Copyright : ©Noëlle HOEPPE

Maîtres d'ouvrages : Université Panthéon Assas - Paris 2 - 75006 Paris
Maîtres d'oeuvres :  SAREA ALAIN SARFATI ARCHITECTURE - Architecte mandataire,
43 rue Maurice Ripoche – 75014 Paris - tel : 01 58 14 24 00
Architecte chef de projet : Christian Laquerrière, Caroline Gehu
Architectes assistants : Lecticia Gomes, Béryl Lasfargue
Entreprises :  PRADEAU MORIN / SICRA
Surface SHON :  2 500 m²
Cout :  1,2 M€ HT
Date de livraison : Mars 2011

Il arrive que l'on découvre une cave, un passage secret, un grenier fermé depuis des
décennies et c'est très exactement ce qui s'est passé dans l'histoire de la rénovation de la
faculté d'Assas.

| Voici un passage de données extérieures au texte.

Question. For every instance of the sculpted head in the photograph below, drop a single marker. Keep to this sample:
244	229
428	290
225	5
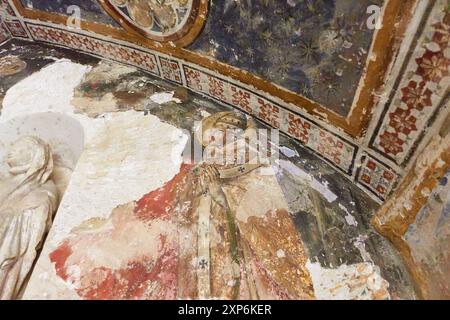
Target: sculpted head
32	157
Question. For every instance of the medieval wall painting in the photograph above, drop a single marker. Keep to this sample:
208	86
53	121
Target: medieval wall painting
90	10
317	49
429	237
149	221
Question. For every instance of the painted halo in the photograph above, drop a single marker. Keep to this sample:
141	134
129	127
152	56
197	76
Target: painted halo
179	21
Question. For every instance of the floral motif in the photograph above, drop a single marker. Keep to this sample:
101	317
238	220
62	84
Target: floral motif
216	88
402	121
241	99
331	147
433	66
299	128
417	96
269	113
391	143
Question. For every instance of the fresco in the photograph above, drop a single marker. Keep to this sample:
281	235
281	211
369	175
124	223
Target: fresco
158	20
429	239
90	9
315	48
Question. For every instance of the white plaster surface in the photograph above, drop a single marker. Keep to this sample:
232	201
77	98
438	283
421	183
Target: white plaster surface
126	155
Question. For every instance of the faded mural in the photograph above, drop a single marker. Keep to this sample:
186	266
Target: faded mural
315	48
429	240
90	9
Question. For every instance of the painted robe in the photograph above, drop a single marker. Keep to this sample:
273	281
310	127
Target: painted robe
194	238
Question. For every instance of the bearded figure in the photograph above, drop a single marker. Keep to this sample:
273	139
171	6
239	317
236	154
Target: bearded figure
219	229
28	200
147	13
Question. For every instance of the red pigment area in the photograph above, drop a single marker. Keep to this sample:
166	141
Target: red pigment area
59	258
142	278
161	202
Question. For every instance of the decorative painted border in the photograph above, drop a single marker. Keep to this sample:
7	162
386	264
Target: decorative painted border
4	32
17	29
386	42
421	94
128	55
334	147
6	9
183	37
337	148
170	70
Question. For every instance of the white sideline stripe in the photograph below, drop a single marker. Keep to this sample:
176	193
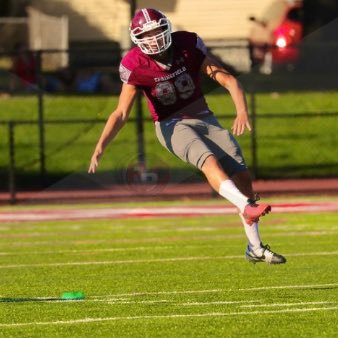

Une construction faite en 1960 par Charles Lemaresquier, une organisation
rigoureuse. Quarante ans plus tard, la petite bibliothèque située dans la tour est
insuffisante, il faut donc trouver un espace pour accueillir des étudiants de plus en plus
nombreux.
C'est la quête d'un espace central, ouvert à tous qui commence ; mettre la bibliothèque au
coeur du projet est la moindre des choses, mais où et comment ? L'université est ellemême
organisée à partir d'un axe principal qui relie la rue d'Assas à la rue Notre Dame Des
Champs. Ce hall en longueur d'allure monumentale distribue les amphithéâtres et
notamment le grand amphi dont la sous face constitue une sorte de comble perdu.
C'est à cet endroit que nous allons tirer le plancher qui va permettre de développer un
plateau, celui de la nouvelle bibliothèque.
Une bibliothèque dans les airs, ce qui est paradoxale. En effet, l'image de la
bibliothèque est plutôt pesante. Les livres sont lourds, l'espace encombré, et la
lumière a du mal à se frayer un passage tant les parois sont occupées par les
rayonnages. Concevoir une bibliothèque est un très beau programme, l'une d'entre
elles a même été une des sept merveilles du monde, un lieu d'accumulation et de
diffusion du savoir.

Pour moi, la bibliothèque de Hans Scharoun à Berlin est une des merveilles de
l'architecture moderne, elle a une dimension « océane », une légèreté que Wim Wenders a
si magnifiquement mise en scène. Elle est en mouvement. Je n'avais à ma disposition
qu'une charpente métallique floquée et deux bas-côtés dont on pouvait toucher le plafond
en levant les bras.
Cette bibliothèque sera un ciel comme ceux que Jorn Utzon observait dans le
Yucatan. Un gros nuage qui roule et passe dans l'horizon rythmée par les pyramides
de Chichen Itza et le bleu du ciel n'en est que plus profond. Cette architecture, je la
voulais métaphorique après avoir été fonctionnelle. Les étudiants, les utilisateurs,
sans avoir besoin de savoir pourquoi, ressentiront cette dimension aérienne, légère,
immatérielle, que je voulais et qui aujourd'hui est relayée par l'omniprésence du
net qui se substitue à la matérialité du livre.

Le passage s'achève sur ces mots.